Three dogs survived the sinking of the Titanic, two Pomeranians and one Pekingese. Legend has it that the two Pomeranians were Hitch's great-great-great-great-great-great-great-great-great-great parents. At least that's what he tells me...
Dogs chase their tails for many reasons: curiosity, exercise, anxiety or boredom. But mostly because they're dogs.
Dogs and humans have similar patterns to sleep. They both exhibit slow wave sleep (SWS) and rabid eye movement (REM). During REM dogs can dream. If you see your dog twitch and move their paws than that means he or she is dreaming.
Dogs have a membrane called tapetum lucidum that allows them to see in the dark.
On the same topic, dogs have three eyelids, an upper lid, a lower lid and a nictating membrane or a "haw" that keeps the eye moist and protected.
A dog's normal temperature is between 101 and 102.5 Fahrenheit.
Dogs actually do sweat, but it's only through the pads of their feet.
Dogs curl up in a ball when they sleep not because it makes them look cute; it's actually a defense mechanism to help keep themselves warm and to protect their vital organs from potential predators.
A dog's nose is wet because there is a thin layer of mucous there that helps to absorb scents.

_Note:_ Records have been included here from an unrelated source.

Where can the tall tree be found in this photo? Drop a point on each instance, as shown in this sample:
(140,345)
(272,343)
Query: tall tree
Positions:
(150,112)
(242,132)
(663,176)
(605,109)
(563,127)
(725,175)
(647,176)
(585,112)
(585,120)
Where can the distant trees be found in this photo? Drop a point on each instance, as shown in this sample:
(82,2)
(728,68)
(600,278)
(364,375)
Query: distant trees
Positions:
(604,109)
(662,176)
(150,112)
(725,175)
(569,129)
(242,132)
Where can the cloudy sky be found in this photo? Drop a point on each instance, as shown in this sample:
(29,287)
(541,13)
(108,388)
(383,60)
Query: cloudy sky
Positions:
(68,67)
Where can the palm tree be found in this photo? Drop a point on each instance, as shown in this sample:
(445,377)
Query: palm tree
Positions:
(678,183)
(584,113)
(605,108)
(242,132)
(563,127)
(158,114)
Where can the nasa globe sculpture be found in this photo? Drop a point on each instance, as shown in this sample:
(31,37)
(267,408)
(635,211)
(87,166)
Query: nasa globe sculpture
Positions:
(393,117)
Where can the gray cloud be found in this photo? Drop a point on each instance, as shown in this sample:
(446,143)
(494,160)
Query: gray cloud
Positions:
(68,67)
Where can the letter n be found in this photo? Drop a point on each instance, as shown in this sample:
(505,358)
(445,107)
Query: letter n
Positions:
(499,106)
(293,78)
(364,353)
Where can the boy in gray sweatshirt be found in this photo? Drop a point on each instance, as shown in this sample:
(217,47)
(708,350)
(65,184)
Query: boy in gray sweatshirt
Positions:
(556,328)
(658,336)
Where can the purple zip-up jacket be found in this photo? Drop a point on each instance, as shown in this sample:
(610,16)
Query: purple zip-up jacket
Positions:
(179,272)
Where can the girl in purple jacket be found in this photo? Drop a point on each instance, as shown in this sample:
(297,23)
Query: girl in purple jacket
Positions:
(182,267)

Dogs also lick their noses to help sample smells through their mouth.
And this is my favorite fact about dogs, their sense of smell. There are lots of numbers thrown out there about how strong a dog's sense of smell is, so I'm just gonna go with the most over-the-top figures I could find. Some scientists say that it's up to 1,000,000 times better then ours. Dogs can detect smells and odors at concentrations of just 1 part per trillion. Think about how accurate that is. They can distinguish people just from their individual smells. Pretty cool huh?